Directions to Interim Receiver
(2) The court may direct an interim receiver appointed under subsection (1) to do any or all of the following:
243 (1) Subject to subsection (1.1), on application by a secured creditor, a court may appoint a receiver to do any or all of the following if it considers it to be just or convenient to do so:
(a) take possession of all or substantially all of the inventory, accounts receivable or other property of an insolvent person or bankrupt that was acquired for or used in relation to a business carried on by the insolvent person or bankrupt;
(b) exercise any control that the court considers advisable over that property and over the insolvent person’s or bankrupt’s business; or
(c) take any other action that the court considers advisable.
[13] I am unable to conclude that the Cord Master business is “perishable” property or property that “is likely to depreciate rapidly.” Moreover, given the dispute over the trademarks, no summary disposal seems possible.
[14] Hanson argues that RCI now has all the power it needs to manage the business including the authority to sell the business. I am satisfied that an Interim Receiver has no right to sell the property of the debtor in the absence of a court order expressly conferring on it that express power. [^1] Hanson originally took a narrow view of RCI’s powers under the interim receivership and the parties were required to obtain a further order from Justice Hackland authorizing the Receiver to borrow further funds from the Caisse on its existing operating line of credit.

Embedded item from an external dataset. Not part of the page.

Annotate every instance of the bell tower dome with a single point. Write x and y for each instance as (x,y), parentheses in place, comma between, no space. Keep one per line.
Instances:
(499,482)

[15] The proposed agent is not a court-appointed official. There is no evidence before the Court to justify the order sought. Receivers are officers of the Court and have obligations to the Court to act honestly and in good faith towards all stakeholders. RCI can consult with MBG if it is determined that MBG can assist in the sale process and, in any event, RCI will have to seek further directions from the Court and obtain the Court’s approval for any sale.
[16] The current situation requires certainty which can be best addressed by confirming RCI as the Receiver. The Applicants’ request to adjourn the motion is dismissed as well as their request to have MBG appointed as sales agent to conduct the sales. RCI is confirmed as the Receiver. The parties are to submit a draft order for my signature.
[17] Brief costs submissions (not exceeding 5 pages) are to submitted with 20 days of this decision.